No, there’s a cultural problem. C++ gives you the power and flexibility to really optimize for space or performance but rarely is that worth it early in development. Instead, just start by simply writing the code. Good design will give you affordances for appropriate optimization later.

And if your “embedded” system is so massive it can run Linux then you could end up with better code density by using Python source and including the interpreter!

lpapez · on May 11, 2022

> All the PRs dragged along because of micro-optimizations every step of the way. "Let me see the generated assembly in Godbolt" why, why?

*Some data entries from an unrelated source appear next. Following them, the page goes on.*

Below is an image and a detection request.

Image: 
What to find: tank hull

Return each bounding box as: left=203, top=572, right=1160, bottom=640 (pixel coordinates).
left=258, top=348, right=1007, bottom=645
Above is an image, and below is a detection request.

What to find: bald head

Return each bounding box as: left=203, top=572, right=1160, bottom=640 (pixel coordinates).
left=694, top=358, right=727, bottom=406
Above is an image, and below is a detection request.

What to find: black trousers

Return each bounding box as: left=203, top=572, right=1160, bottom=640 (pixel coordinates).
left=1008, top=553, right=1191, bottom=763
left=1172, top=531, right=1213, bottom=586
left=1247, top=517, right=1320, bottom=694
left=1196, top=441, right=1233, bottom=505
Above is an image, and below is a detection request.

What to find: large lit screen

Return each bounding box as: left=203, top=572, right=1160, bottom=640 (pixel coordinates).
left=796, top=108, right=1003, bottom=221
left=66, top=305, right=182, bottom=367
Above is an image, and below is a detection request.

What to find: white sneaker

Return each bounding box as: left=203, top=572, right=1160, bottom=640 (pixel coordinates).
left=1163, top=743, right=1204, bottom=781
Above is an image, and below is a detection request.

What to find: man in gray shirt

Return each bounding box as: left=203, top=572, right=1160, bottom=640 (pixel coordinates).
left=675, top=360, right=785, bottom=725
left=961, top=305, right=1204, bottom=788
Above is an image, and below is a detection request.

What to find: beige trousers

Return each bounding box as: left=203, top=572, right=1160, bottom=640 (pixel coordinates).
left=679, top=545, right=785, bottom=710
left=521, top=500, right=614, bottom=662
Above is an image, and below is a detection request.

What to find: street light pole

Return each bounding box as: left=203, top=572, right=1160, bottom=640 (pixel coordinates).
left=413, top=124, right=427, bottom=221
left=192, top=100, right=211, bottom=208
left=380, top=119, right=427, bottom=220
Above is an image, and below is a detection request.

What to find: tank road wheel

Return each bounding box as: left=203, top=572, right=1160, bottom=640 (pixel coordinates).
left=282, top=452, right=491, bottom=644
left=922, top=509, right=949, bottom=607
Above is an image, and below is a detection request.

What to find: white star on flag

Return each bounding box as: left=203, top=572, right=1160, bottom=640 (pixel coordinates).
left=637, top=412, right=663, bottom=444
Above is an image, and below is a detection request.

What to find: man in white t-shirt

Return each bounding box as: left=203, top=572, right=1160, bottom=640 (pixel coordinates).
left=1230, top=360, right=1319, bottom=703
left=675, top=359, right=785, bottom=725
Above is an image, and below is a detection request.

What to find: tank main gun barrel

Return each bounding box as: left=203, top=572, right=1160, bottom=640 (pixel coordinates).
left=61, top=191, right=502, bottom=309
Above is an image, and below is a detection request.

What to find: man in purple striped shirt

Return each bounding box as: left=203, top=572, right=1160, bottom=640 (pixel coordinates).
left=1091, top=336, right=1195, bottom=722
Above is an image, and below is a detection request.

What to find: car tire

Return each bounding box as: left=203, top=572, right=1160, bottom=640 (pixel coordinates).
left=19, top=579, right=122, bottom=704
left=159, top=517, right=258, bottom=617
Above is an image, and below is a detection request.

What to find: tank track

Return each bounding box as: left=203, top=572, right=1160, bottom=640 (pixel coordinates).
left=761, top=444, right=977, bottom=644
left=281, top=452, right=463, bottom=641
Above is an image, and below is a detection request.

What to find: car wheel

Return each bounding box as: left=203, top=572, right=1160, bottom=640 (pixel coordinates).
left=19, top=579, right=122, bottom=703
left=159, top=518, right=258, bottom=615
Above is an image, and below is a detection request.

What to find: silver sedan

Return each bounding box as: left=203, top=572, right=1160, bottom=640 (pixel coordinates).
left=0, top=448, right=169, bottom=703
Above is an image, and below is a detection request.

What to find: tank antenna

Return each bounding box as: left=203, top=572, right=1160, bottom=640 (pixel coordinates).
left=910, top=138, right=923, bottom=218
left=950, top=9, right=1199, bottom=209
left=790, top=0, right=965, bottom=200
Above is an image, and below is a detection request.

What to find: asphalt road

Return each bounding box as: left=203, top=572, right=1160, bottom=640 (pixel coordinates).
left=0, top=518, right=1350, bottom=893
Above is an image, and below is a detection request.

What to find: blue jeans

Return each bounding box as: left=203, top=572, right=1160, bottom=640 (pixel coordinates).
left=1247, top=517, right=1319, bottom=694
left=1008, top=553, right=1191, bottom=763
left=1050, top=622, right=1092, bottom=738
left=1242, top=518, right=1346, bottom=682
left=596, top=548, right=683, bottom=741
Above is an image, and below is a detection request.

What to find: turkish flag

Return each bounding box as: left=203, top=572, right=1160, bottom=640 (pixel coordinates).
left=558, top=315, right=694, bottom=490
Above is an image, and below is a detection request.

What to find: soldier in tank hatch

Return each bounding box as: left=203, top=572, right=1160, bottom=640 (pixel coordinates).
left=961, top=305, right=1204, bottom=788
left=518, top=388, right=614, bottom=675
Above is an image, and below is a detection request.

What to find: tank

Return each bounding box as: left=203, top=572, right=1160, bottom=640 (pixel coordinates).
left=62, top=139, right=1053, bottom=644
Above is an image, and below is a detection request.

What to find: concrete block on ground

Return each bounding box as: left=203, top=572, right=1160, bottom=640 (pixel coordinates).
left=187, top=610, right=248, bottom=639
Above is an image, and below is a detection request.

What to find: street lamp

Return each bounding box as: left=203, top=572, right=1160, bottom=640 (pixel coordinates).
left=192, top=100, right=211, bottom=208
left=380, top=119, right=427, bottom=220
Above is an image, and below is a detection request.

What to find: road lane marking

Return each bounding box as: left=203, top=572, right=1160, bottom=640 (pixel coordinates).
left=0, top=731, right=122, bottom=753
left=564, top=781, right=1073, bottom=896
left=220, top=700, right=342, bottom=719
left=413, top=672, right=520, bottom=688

I think a large part of it is due to the language. C++ code can be simultaneously both very low-level and highly-abstracted and then you will get reviewers complaining about needlesly copying 48 bytes while making a network request...

scoutt · on May 11, 2022

If might depend if your program does 1 request every now and then, or if your program is doing several thousands network requests per second (then I might complain too).

lpapez · on May 11, 2022

Of course it depends on what you are building, but my point is that the language gives you access to the low-level facilities which nudge people to worry/think about them even when they are irrelevant and unimportant. Because details like copy elision are usually an obvious point which can be improved upon, and people generally have a need to participate and contribute, small things will be mentioned on review and delay the feature even when it makes no difference. It's not the fault of the language itself but rather the culture around it and the easy and obvious answer to this "just dont use C++ if you dont need it" stops being easy and obvious when you try to actually interop with other languages. </rant>

jcelerier · on May 12, 2022

Idk I once sped a particle renderer a few dozen-fold because people were doing unnecessary copies.. it burnt CPU cycles for nothing for a long time before that, which should really be made illegal

saagarjha · on May 11, 2022

Better that than having to convince someone your code is fine and doesn't need to have variables pulled out of the loop for "optimization". Compilers are good at code motion and many engineers will microptimize things that end up hurting readability for now benefit unless you show them Godbolt.

jcelerier · on May 11, 2022

> "Let me see the generated assembly in Godbolt" why, why

What else do you propose ?

ncmncm · on May 11, 2022

It would be the same in C, of course. Except worse.

hermitdev · on May 11, 2022

To the author: the initial for loop is not equivalent to a do/while loop. The condition of the for loop is executed before the loop runs. e.g. the loop body will never run if *count == 0.

codetrotter · on May 11, 2022

There’s an if statement around the do while loop on that page, so that the do while loop also will not run if *count == 0.

The code snippets

    for (int i = 0; i < *count; ++i) {
        str[i] = 0;
    }

and

  if (*count > 0) {
    long idx = 0;
    do {
      str->__data[idx] = 0;
      idx += 1;
    } while (idx <= *count);
  }

Will produce the same changes to the string data given the same count.